Kobe Bryant could go the distance Wednesday in the final game of his 20-year NBA career.
If his body allows it, coach Byron Scott said Bryant would play as much as possible Wednesday at Staples Center when he takes the court for the final time.
Bryant scored 13 points in 19 minutes but couldn't play in the fourth quarter at Oklahoma City on Monday because of soreness. The Lakers are eliminated from postseason contention - and have been for weeks - but there is still plenty of meaning in Bryant's 1,566th career game in golden and purple. Emotion will be thick in and around the arena and while Scott said he won't let himself cry, Bryant might not be able to hold back.
"So far, I've been pretty cool about everything," he said. "I've been very thankful about everything. I've been very happy about everything. It hasn't really hit me yet. We'll see if it does."
Wednesday is Bryant's 66th game this season. Adrenaline or not, whether his body cooperates is not a given. Monday night he said he "couldn't move" in the third quarter and never returned.
"I would've loved to play against KD and chase Russell around a little bit more," Bryant said of sitting the final 20:03 on the clock Monday.
Bryant, 37, ended his farewell tour in Oklahoma and returns home to Los Angeles to play in front of the home fans for a final time. Bryant returned for the 2015-16 season with the Lakers hoping for more, but he admitted physical restrictions, the residue of Achilles, knee and shoulder injuries that reduced his explosiveness and flexibility gradually the past three seasons.
"The way he played, it made it seem like it was tough," Thunder star Kevin Durant said. "For him, it was pretty easy. As a player, that's what you wanted to be and that's what you wanted to do. Definitely a role model for me, myself, and all my other teammates and how he approached the game. It was on another level."

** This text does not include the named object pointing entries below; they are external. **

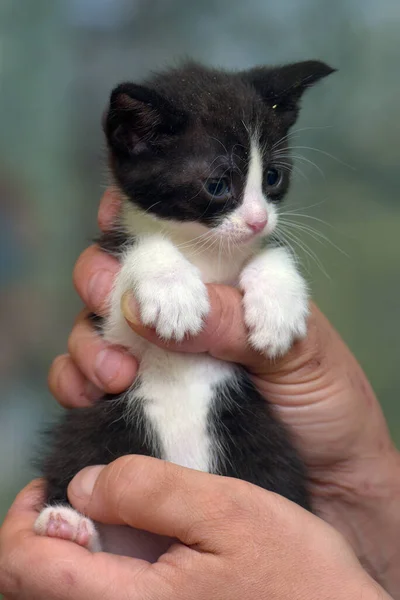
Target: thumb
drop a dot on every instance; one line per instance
(156, 496)
(224, 335)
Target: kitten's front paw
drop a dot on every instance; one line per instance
(175, 303)
(276, 313)
(66, 523)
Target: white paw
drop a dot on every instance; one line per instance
(174, 303)
(276, 312)
(66, 523)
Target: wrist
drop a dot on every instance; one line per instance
(362, 501)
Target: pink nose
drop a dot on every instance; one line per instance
(258, 226)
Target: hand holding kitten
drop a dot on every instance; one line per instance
(318, 388)
(235, 541)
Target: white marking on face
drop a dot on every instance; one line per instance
(255, 215)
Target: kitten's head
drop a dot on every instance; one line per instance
(200, 146)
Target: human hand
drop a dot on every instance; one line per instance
(235, 542)
(318, 389)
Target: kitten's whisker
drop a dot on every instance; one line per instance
(314, 233)
(325, 154)
(307, 250)
(307, 160)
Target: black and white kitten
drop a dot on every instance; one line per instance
(195, 155)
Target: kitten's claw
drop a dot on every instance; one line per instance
(66, 523)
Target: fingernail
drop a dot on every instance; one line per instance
(83, 483)
(99, 287)
(130, 309)
(108, 365)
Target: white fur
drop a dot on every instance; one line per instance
(275, 301)
(66, 523)
(255, 206)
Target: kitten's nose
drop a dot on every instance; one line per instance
(258, 225)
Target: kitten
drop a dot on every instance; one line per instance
(195, 153)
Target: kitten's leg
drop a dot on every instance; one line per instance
(171, 295)
(275, 301)
(65, 523)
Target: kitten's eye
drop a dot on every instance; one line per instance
(218, 188)
(274, 177)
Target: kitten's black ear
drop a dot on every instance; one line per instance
(282, 87)
(137, 116)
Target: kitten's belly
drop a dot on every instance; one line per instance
(177, 392)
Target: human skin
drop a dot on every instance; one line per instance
(235, 541)
(318, 389)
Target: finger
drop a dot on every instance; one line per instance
(93, 276)
(38, 567)
(109, 368)
(163, 498)
(69, 386)
(224, 334)
(108, 209)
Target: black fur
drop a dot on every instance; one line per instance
(257, 446)
(91, 436)
(180, 129)
(167, 138)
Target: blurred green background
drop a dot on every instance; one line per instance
(58, 61)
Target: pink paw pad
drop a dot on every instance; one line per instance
(66, 523)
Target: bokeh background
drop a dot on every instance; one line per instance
(58, 61)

"He mastered every level of the game from paint shots to mid-range (jumpers) and 3s. That made him be a player that is able to play 20 years in this league. That's the example he set. All players will love to play at that level for so long."

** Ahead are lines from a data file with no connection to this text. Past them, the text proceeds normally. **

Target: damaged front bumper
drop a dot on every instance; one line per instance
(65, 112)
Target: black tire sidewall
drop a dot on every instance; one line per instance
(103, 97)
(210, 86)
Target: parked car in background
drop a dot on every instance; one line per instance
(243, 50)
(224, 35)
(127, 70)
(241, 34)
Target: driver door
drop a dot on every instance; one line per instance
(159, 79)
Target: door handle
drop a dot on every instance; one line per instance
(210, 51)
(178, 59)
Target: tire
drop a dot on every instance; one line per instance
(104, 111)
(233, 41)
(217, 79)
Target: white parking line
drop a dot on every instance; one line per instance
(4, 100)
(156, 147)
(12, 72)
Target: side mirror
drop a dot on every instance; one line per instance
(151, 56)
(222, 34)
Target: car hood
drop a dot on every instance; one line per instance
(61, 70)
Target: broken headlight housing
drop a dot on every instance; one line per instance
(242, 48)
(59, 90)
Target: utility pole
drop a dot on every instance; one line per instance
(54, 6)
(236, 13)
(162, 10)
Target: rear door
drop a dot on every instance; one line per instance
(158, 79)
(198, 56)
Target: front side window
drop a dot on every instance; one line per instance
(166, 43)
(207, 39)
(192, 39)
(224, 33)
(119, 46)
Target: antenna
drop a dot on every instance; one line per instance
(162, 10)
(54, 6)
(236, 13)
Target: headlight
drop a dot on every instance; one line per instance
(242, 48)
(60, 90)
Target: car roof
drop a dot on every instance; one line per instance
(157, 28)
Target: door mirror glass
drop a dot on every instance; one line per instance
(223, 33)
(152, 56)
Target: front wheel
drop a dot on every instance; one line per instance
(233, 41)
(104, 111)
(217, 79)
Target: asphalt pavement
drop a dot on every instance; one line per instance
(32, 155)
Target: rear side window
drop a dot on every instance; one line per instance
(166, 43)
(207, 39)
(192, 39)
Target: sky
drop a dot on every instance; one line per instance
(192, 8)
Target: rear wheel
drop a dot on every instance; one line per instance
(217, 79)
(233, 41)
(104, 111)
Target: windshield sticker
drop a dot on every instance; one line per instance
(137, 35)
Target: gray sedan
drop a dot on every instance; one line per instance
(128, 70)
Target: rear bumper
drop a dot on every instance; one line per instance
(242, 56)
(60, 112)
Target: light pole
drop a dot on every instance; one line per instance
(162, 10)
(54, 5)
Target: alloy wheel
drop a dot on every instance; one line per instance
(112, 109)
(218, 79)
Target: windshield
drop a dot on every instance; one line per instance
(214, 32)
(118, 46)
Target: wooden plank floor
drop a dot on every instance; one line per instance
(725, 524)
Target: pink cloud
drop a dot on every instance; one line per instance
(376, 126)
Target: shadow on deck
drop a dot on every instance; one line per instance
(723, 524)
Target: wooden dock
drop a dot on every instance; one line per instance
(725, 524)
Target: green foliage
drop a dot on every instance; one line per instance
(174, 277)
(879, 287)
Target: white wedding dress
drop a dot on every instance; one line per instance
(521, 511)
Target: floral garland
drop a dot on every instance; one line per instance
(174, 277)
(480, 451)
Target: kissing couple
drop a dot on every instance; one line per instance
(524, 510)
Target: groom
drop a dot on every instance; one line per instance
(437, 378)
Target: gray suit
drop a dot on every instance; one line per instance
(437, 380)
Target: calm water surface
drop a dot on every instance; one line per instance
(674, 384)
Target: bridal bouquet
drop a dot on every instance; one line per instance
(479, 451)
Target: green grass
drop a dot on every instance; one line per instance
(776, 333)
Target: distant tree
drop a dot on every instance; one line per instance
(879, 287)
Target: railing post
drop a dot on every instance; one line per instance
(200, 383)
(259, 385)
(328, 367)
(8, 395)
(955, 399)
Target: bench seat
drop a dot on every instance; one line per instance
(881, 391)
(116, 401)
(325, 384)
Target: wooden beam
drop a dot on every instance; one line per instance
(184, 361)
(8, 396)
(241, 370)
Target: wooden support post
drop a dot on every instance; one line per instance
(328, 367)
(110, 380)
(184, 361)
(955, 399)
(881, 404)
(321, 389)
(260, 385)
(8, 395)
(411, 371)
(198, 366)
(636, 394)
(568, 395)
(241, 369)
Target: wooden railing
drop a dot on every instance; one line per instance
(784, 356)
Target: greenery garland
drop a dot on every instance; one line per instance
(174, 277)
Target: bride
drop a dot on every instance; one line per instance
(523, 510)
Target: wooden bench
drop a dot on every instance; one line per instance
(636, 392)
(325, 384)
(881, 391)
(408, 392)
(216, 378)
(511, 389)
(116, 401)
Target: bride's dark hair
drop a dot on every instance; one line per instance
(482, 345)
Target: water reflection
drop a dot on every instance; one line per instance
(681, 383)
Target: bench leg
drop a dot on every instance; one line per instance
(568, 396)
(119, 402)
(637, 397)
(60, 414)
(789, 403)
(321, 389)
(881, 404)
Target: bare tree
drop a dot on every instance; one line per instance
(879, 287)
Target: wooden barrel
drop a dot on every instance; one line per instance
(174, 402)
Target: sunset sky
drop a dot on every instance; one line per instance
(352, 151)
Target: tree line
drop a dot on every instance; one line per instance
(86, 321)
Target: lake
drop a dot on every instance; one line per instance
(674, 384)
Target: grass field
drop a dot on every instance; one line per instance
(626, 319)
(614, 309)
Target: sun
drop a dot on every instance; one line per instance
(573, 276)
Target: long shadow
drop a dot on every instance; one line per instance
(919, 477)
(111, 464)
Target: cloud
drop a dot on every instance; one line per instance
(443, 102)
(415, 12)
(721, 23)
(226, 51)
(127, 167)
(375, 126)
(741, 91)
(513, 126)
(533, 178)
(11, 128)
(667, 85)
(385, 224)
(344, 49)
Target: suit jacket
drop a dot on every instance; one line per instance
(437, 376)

The young generation of basketball fans wearing Warriors' jerseys with MVP Steph Curry's name on the back might not have a full appreciation for what Bryant brought to the game. That is the one part of Bryant's farewell that sticks with New Orleans Pelicans head coach Alvin Gentry.
"Anyone that you would coach, you would want him to have the competitive spirit that he has. If you could just find a way to bottle the competitiveness that he has when he runs out on the court," Gentry told The Sports Xchange. "I agree with Coach (Byron) Scott in one thing. It's really tough to see him go out in a situation where he's not (winning). It would be great if he could do it like Peyton Manning, because he's deserving of something like that. When you've been great for so long - I think (the Lakers have) made the playoffs 65 out of 72 times or something - this is the first time ever that they've kind of gone through a tough time. He's very, very deserving to go out a winner. That would be great if he could go out as a champion."